Después de doce años, yo tenía una especie de fórmula para el Cambio, un simple juego de pasos que seguía para impedirme el pensar en el dolor que vendría. Primer paso: Encontrar un claro en el bosque, preferentemente bien lejos de todos los demás, ya que ninguna mujer, frívola o no, quería ser vista en medio de un Cambio. Segundo paso: Sacarse la ropa y doblarla con esmero – este era el plan, aunque de alguna manera mis ropas siempre terminaban colgando al revés desde las ramas de un árbol. Tercer paso: Ponerse en posición, a gatas, la cabeza entre los hombros, músculos relajados. Cuarto paso: Concentrarse. Quinto paso: Intentar no gritar.

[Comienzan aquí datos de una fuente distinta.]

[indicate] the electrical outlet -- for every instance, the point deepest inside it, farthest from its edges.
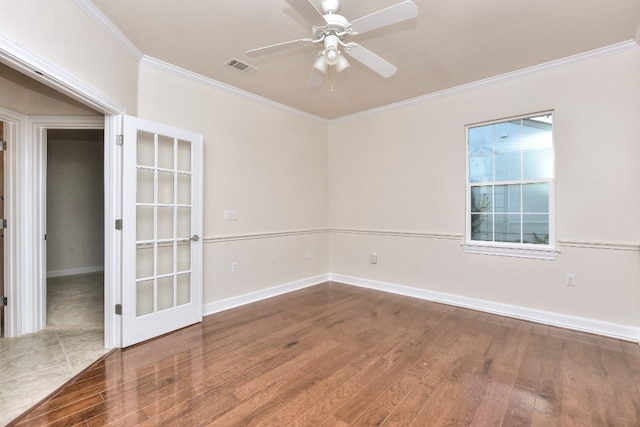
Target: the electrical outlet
(571, 279)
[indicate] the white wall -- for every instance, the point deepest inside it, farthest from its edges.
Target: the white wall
(60, 33)
(26, 96)
(266, 163)
(398, 177)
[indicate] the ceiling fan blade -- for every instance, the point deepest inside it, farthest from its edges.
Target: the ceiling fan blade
(371, 60)
(315, 78)
(308, 12)
(390, 15)
(278, 47)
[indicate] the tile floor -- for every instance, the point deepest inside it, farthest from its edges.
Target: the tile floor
(35, 365)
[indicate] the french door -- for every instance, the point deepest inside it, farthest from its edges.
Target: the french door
(161, 225)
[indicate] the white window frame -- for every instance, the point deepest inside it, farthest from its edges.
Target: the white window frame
(521, 250)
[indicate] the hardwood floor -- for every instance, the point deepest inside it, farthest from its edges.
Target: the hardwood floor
(336, 355)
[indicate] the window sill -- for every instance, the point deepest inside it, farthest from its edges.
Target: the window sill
(533, 253)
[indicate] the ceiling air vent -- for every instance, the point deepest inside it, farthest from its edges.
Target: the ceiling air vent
(241, 66)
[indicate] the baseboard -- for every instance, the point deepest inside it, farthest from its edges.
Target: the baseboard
(226, 304)
(623, 332)
(73, 271)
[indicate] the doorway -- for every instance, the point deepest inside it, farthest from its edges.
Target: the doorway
(75, 229)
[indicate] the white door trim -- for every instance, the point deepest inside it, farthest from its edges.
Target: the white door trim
(34, 66)
(14, 130)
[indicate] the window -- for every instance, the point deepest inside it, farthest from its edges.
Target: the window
(510, 187)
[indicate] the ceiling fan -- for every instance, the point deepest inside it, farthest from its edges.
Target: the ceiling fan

Cuando hube terminado mi Cambio, descansé, luego me puse de pie y me estiré. Adoraba estirarme como lobo, explorando las diferencias en mi estructura, la nueva forma en que mis músculos interactuaban. Comencé en las patas, enterrando mis uñas en el suelo y empujando contra la tierra con las cuatro patas. Luego arqueé mi espalda, oyendo una o dos vértebras hacer un sonido extraño, disfrutando de la ausencia total de cualquier rigidez de espalda o de cuello, de los pequeños dolores y contracturas que la gente bípeda aprende a aceptar. Moví el espinazo, levantando mi cola sobre la espalda, luego dejándola caer y balanceándola de un lado a otro, sintiendo cómo susurraban los pelos contra la cara interna de mis piernas. Finalmente, la cabeza. Hice girar mis orejas y busqué, al menos, un nuevo sonido, tal vez un pájaro a una milla de distancia o un escarabajo haciendo su madriguera en la tierra a mi lado. Jugué al mismo juego con mi nariz, oliendo y encontrando algo nuevo, abono de vaca a una distancia de cinco millas lejos o rosas que florecen en el jardín de una casita de campo. No podía hacer lo mismo con mis ojos. Si algo sucedía al respecto, era que mi vista era peor como lobo, pero parpadeé y miré alrededor, orientando mi visión nocturna. No veía en blanco y negro, como la mayor parte de los animales, sino en una paleta desteñida de colores. Finalmente, eché atrás mis labios en un gruñido fingido y sacudí la cabeza. Allí. Extensiones listas. Tiempo de trabajar.